But to return to the point, I believe that it is possible to replace the "deficit-based" but "asset-backed" value units which constitute our deficit-based Money with entire new classes of "Redeemable Units" denominated in energy, and land rental value, in particular.

We may do this simply by using a new legal "enterprise model" - already in increasing use, simply because "it works" - to invest in these assets and to enable new "Units" of production.

These Units will be fungible (ie acceptable in exchange) and capable of circulating as "asset-based" currencies which are redeemable in "money's worth" which is relevant to most people (eg Kilowatt Hours; Square Metre Years), and which is why they will accept them in settlement of credit obligations.

This circulation requires credit = time to pay, and that credit in turn requires trust.

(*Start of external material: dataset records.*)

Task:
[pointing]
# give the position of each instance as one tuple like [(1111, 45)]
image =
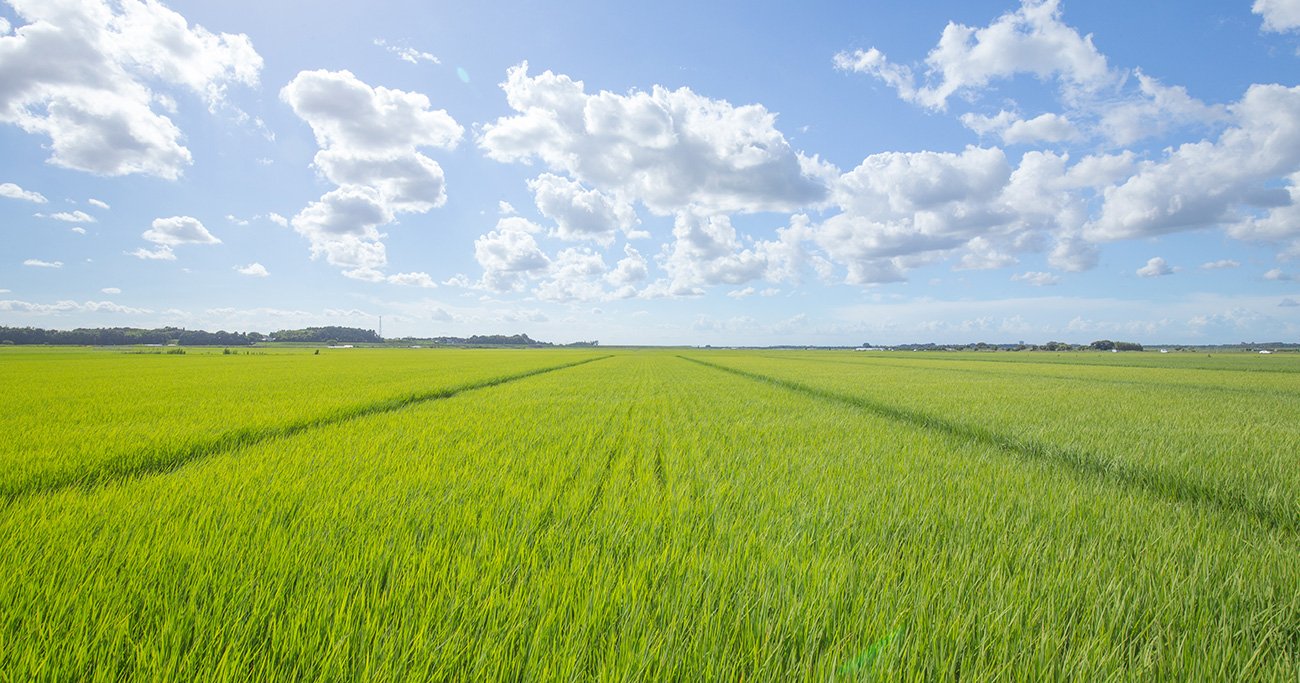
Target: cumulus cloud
[(1049, 128), (407, 53), (510, 254), (628, 272), (157, 254), (1034, 40), (1036, 279), (69, 216), (1156, 267), (412, 280), (670, 150), (68, 307), (706, 250), (1031, 40), (1278, 14), (12, 191), (581, 214), (252, 269), (1201, 184), (178, 230), (81, 74), (369, 139)]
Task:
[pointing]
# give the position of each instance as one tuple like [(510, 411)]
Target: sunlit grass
[(646, 517)]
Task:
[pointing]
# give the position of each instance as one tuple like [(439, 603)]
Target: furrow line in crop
[(1158, 384), (163, 461), (1281, 515)]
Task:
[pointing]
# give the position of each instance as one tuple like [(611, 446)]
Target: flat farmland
[(648, 514)]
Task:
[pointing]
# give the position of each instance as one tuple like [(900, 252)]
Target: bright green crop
[(677, 515)]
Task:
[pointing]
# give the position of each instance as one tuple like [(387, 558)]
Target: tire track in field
[(159, 462), (1152, 482), (872, 362)]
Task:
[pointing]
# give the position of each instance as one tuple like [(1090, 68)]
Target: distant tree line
[(490, 340), (328, 334), (180, 336), (1100, 345), (128, 336)]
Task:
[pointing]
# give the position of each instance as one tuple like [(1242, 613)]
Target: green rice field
[(670, 514)]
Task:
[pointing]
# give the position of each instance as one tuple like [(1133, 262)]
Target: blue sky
[(664, 173)]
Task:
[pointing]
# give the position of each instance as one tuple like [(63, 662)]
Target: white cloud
[(667, 148), (510, 254), (575, 275), (1031, 40), (178, 230), (69, 216), (9, 190), (407, 53), (902, 210), (1036, 279), (1049, 128), (1100, 100), (1156, 267), (1203, 184), (1152, 111), (581, 214), (369, 139), (412, 280), (252, 269), (628, 272), (161, 253), (69, 307), (81, 74), (1278, 224), (706, 250), (1278, 14)]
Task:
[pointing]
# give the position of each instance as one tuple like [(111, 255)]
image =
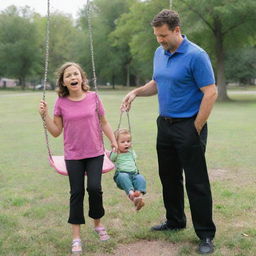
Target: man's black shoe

This trust currently comes from a Bank guarantee (which is the true value a Bank provides as a credit intermediary)but could equally be a mutual/ community guarantee backed by a pool of "Community Capital" - resources in community ownership - rather than the bank's pool of "Regulatory Capital" in private ownership.

I believe that we may avoid Stagflation only if we are able to replace (finite) non-renewables with (infinite) renewables).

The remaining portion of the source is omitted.